Leese doesn’t go that far but says in his blog that he would rather be having a pint in his local than be selling Greater Manchester to investment funds. He would regard being elected mayor as a “step down” from being leader of the city. He concludes that his current post is “infinitely more exciting than anything being Mayor of Greater Manchester has to offer”.

That signals that Richard Leese will be around for a while in Albert Square. His relationship with the Mayor of Greater Manchester will be interesting.







Must we presume that the interim mayor of Greater Manchester has to come from the Labour Party? May we not consider the possibility that another party or an independent could hold this post? Might it not be healthy for the all powerful Manchester City Council to have to deal with someone not of their stripe, holding a post they never wanted?


The Labour dominated Greater Manchester Combined Authority has drawn up a job spec for the person they will appoint as interim mayor to fill in until a directly elected mayor is chosen by the people in 2017. The person has to be an elected member of one of the ten councils or an MP. Two other post holders, the elected mayor of Salford and the Police and Crime Commissioner for Greater Manchester are specifically included (which may be very significant in the latter case).


It is unlikely that many rank and file councillors will fancy challenging their leaders for the post and MPs have a General Election to fight. So the chances are that the interim leader will either be a current council leader, the Elected Mayor of Salford (Ian Stewart) or Police Commissioner Tony Lloyd. the current chair of The current chair of the Combined Authority Lord Smith of Wigan might still go for it but the hot money is on another Labour man, Tony Lloyd.

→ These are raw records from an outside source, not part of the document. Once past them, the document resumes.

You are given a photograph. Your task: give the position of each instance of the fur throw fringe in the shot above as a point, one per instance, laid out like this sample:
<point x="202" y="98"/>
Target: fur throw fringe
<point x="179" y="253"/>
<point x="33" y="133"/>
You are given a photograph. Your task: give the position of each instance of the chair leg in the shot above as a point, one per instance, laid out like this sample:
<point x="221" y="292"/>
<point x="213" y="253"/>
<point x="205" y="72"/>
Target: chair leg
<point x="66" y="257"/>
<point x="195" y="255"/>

He would lose his job under a Labour government as the party is pledged to axe the post of crime commissioner. It’s unlikely people like Sir Richard Leese (Manchester) and Jim McMahon (Oldham) will be interested in this interim position. They are aware that a Labour government might not implement the permanent post and even the Tories may be distracted in another minority government.

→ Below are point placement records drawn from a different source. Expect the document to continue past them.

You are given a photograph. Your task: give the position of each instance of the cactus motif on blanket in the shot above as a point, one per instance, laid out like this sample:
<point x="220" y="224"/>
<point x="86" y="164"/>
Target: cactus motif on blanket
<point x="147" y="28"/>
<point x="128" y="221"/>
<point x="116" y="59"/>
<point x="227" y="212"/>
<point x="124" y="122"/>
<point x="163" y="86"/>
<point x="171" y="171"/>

It is open to Sean Anstee, the Tory leader of Trafford to put himself forward. Good luck with that.


Then we come to Stockport where the Liberal Democrats head up a minority administration. The leader Sue Derbyshire shows no sign of wanting to stand for interim mayor, but her colleague Lord David Goddard may do.


David Goddard has had a roller coaster ride in politics. Once of the Labour party, he switched to the Lib Dems and became council leader. He lost his seat in 2012 in a targeted campaign by Labour, won it back two years later before becoming a peer . As an Offerton councillor he is eligible to be the interim mayor and is reluctant for the post to go to a Labour politician by default.


Goddard has been an active member of the Combined Authority(C.A), helping to negotiate the City Deal, the first C.A Environment Commissioner and represented the nine local authorities on the Airport Board during crucial investment talks . He was a leading member of the successful campaign against plans for a congestion charge in Greater Manchester.


That was a rare defeat for Sir Richard Leese and Chief Executive Sir Howard Bernstein but it was an indication that Goddard is prepared to stand up to the mighty Manchester.


The Combined Authority plans to have an interim mayor in place by June and we must see what happens if Lord Goddard finally puts himself forward. Let’s hope he does because it is important, if the Greater Manchester Mayoral Election does take place in 2017,that it is not seen as just a rubber stamp for a member of the Labour hierarchy.